CSUN community reacts to election results

Many students are dissatisfied that Proposition 19, the proposition that would legalize marijuana did not pass during Tuesday’s election.

“It’s interesting in a lot of ways,” said senior Erik Zornes, history major.  “Everyone acts surprised but it’s a state that voted yes on Proposition 8.”

Many students thought it was important to pass it because it would have helped with taxes.

“(The) most important thing I thought was the taxes but you usually don’t know where money is going,” said junior Mayra Amezcua, liberal studies major.

Nareg Babaians, the incoming vice president for the Young Democrats Club, said the club is happy with the election results when it comes to California.

“We got everyone in, in regards to the Democratic Party,” he said.

When it comes to the Republican Party taking over the House, Babaians said it happens.

“It’s not something that horrible,” he said.

Babaians said it is how politics work.

If there is a Democratic president like there is now, who wants to enact a very different change, people get impatient and don’t understand, he said. So they turn to the other side because they think they will do the job faster.

Babaians said everybody’s voice is heard at the end of the day.

“I am glad democracy works still and by putting Brown and Boxer (in office), it shows our efficiency in voting,” said senior Victor Luu, kinesiology major.

John Brady, political science professor, said it was unexpected that the Democrats would lose in the House.

He said what is most puzzling about the whole election season is that the Republican Party was able to say they were defenders of the “little guy” and the middle class when in fact many of the policies were not about the middle class.

Brady said the Democratic policy on foreclosures was meant to appeal to the middle class and the economy, but it backfired because it was voluntary and it did not look good in terms of politics.

He said the Democrats should have forced it upon the banks to help the homeowners.

“It shows the Democratic Party doesn’t quite understand the depth of economic anxiety and suffering,” Brady said. “They should have taken a more aggressive approach on economic policy.”

With the passage of Proposition 25, the proposition that would lower the budget-voting requirement from a two-thirds vote to a simple majority, Brown’s job will be made easier, Brady said.

He added that it was interesting to see voters reject Proposition 27 about redistricting, which still shows there is still some room for reform.

Gabriel Gutierrez, associate chair of the Chicano/a Studies Department, said he figures Brown is better than Whitman.

“You have to be guarded in terms of what he will produce,” Gutierrez said. “I hope he will go to bat for students but the way things have been that’s not a guarantee.”

Gutierrez said he urges people to continue to be vigilant about issues and listen.

When it comes to the House, Gutierrez said he wonders about the Tea Party and whether if in two years they are going to be the incumbents that people are upset about.

“It was somewhat gratifying to hear students interested in their futures,” Gutierrez said.

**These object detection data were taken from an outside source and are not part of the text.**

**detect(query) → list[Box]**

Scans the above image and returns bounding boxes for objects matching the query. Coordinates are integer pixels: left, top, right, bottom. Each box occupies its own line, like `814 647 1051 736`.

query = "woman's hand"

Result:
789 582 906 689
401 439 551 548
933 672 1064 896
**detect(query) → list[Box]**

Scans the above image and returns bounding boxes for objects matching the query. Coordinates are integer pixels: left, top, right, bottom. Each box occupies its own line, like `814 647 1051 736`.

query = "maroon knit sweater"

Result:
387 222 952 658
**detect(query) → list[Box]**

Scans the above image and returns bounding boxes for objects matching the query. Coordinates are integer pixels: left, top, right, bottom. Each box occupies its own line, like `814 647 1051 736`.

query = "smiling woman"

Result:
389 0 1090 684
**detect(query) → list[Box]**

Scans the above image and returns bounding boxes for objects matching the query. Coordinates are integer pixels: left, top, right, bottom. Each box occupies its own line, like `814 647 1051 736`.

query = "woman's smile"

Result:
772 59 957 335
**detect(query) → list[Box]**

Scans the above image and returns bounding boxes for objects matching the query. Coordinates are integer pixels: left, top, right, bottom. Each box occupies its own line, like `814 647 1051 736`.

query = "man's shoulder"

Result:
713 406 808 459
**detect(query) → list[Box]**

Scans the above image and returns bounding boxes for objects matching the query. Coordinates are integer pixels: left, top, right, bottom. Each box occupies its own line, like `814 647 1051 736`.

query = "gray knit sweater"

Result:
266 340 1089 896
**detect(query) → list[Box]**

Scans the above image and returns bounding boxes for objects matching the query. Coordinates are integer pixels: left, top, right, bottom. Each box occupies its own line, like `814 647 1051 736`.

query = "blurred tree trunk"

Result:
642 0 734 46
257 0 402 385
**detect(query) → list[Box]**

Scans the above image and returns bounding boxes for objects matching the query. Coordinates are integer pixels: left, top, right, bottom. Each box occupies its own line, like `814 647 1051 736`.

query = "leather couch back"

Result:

Daniel Santana, history and Chicano/a studies major said he is still unsure what to think, but that Jerry Brown was the lesser of the two evils.

Pro-choice Students for Boxer are happy with the results in the senate.

Dana Drecher, campaign organizer for Pro-Choice Students for Boxer, said the midterm election is about turnout and it is very clear that the efforts made on the CSUN campus made a huge impact.